I’ve been having some problems connecting to IRC through the miranda client on Win 7 lately.
Miranda features several “serverlists” for different IRC networks – QuakeNet in my case. Some of the lists work, some don’t, some work at some times. Now, upon clicking edit only one fixed web address shows up. The way this works is, the DNS server knows multiple IP subentries for those servers. You can check with some web-based lookup tools that show all of those entries. Windows’ own command (“nslookup <address>”) only shows the one delivered by the server, as it needs only one precise IP to communicate.
Multiple entries exist to balance load between servers, they are delivered round-robin. If you flush your dns cache locally (Win 7 wants you to do “ipconfig /flushdns” on the console in admin mode, for example) a new IP is acquired – and this one is ideally different from the one before. Now, because Windows does not clear the cache between requests for several logical reasons (it’s a cache, right?) the client program obviously also knows only one of the possible IPs. All the better if exactly that IP is down.

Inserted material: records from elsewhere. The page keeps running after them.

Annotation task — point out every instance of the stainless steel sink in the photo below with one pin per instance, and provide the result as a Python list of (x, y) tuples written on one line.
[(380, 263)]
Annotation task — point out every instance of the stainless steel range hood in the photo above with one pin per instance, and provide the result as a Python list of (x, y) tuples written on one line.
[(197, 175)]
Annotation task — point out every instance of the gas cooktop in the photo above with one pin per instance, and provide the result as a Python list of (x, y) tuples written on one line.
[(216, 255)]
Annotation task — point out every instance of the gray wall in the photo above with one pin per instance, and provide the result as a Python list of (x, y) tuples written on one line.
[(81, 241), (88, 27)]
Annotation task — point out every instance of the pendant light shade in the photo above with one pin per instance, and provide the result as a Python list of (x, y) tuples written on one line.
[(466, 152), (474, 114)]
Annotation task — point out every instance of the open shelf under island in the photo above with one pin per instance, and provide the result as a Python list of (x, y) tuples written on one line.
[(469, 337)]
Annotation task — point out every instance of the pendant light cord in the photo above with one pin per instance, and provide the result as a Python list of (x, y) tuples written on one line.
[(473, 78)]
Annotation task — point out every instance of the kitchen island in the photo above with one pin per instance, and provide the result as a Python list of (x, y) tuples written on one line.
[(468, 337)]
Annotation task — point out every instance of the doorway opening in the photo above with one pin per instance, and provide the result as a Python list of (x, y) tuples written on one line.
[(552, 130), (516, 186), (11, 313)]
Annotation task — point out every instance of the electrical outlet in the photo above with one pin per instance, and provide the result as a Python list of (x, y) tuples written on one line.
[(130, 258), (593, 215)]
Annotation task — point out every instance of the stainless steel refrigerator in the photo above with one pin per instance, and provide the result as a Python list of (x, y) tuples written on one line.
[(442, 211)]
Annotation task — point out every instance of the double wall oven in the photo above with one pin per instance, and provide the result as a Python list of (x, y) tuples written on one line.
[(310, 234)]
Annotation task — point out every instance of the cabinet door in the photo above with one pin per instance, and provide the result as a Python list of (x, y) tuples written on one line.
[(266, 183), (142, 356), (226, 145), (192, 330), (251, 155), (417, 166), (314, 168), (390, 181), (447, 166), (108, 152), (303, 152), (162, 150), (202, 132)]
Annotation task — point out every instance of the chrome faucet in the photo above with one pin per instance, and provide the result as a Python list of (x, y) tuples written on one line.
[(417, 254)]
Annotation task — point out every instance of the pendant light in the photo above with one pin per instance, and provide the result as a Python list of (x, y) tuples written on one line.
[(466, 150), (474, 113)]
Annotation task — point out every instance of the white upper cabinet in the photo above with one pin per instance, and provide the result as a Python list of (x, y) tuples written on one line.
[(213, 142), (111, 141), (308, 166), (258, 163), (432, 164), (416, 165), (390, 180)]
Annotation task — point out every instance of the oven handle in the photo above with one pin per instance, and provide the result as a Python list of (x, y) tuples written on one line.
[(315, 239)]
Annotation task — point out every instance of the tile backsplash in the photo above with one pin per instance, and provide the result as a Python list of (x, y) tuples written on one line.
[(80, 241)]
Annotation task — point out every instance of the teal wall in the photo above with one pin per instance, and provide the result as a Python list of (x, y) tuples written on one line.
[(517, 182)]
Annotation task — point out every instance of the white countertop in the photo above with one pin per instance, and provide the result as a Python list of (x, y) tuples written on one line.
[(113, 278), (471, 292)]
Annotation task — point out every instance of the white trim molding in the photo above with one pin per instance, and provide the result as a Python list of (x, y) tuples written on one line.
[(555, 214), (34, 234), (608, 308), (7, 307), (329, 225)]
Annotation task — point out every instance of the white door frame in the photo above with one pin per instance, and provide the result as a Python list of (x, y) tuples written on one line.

It took me quite some time to figure out where the problem was (all the while thinking there may be something wrong with the router or the net is just in a weird mood today). After checking the DNS entries sequentially using ping and a connection attempt through Miranda, I found to my surprise that while some lists work partially others are simply dead.
irc.quakenet.org | 1/8 working | Compilation of all subranges |
se.quakenet.org | 1/3 working | |
de.quakenet.org | 1/2 working | |
uk.quakenet.org | 1/3 working |
Remember that this data is momentary from the time I checked the servers. The status might be different now. Anyways, this is some russian roulette!
The lists may fluctuate though, I am pretty sure I got a connection using the german list at some time. It is also possible, that the lists are updated dynamically from time to time, but I haven’t seen it so far.
Fixing this mess is quite easy: just edit or add a list in Miranda for the corresponding network and enter the exact IP. You best find that one yourself by pinging, start with one of the shorter lists you are comfortable with. You will experience trouble if that server goes down, but at least then you will know what the heck is wrong right from the start. Saves time and nerves.